SHANGHAI -- Chinese Health Minister Chen Zhu has vowed to establish a medical service system which covers all urban and rural Chinese by 2010.
The Ministry of Health will deepen the ongoing medical reform to attain the objective, the minister said at a Sino-American medical forum opened in Shanghai, China's leading metropolis, on Friday.
The reform of China's public health sector is in a crucial period. It covers a wide range of subjects including medical insurance, drug manufacturing and distributing and supervision and legislation of medical management.
Increasing public criticism on high medical expense burden and endless hospital sandals have compelled the ministry to launch the reform which involved 16 ministries and commissions to brainstorm the reform.
"Public medical service should not be a burden to the society, but an important aspect of sustainable social development," the minister said.

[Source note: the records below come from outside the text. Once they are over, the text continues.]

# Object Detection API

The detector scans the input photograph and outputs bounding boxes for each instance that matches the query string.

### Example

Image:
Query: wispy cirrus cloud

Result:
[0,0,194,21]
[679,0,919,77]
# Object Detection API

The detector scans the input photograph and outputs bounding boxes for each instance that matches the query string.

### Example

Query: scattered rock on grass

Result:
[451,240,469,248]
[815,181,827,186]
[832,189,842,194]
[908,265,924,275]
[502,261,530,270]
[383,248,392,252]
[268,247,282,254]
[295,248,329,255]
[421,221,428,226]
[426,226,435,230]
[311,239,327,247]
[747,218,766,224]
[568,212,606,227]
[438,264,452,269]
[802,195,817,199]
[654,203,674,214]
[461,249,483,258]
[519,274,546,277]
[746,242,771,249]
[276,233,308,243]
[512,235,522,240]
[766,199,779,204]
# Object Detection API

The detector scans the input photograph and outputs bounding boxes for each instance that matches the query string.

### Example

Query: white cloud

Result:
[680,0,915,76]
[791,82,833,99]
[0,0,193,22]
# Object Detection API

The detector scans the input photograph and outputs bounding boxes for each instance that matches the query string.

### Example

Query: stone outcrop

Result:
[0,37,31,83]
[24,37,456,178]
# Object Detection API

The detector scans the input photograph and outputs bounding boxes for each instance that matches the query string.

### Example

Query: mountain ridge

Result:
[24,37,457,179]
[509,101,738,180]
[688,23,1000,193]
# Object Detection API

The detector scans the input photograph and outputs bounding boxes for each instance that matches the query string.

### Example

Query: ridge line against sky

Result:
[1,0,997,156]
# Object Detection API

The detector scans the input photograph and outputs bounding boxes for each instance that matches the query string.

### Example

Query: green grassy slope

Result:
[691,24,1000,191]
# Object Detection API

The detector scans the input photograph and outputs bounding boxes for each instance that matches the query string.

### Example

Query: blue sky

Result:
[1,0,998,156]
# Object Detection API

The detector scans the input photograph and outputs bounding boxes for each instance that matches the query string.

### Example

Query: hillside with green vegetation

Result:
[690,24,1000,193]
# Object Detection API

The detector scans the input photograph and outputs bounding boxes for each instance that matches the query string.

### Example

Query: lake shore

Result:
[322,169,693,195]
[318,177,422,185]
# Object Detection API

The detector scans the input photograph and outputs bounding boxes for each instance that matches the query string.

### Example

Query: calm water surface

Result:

Eight think tanks including World Health Organization, Mckinsey, World Bank, Development Research Center of the State Council and four Chinese universities have submitted their proposals on the reform to the ministry.
"The final plan of the reform will be a mixture of the proposals," he said.
China started a medical service reform in 1992 to abolish a system in which governments cover more than 90 percent of Chinese medical expenses.
Medical insurance has been introduced and promoted in urban areas in Guangdong and some other provinces since 1992 and cooperative medical care has been experimented in some rural counties to find a way to provide all Chinese with affordable medical service.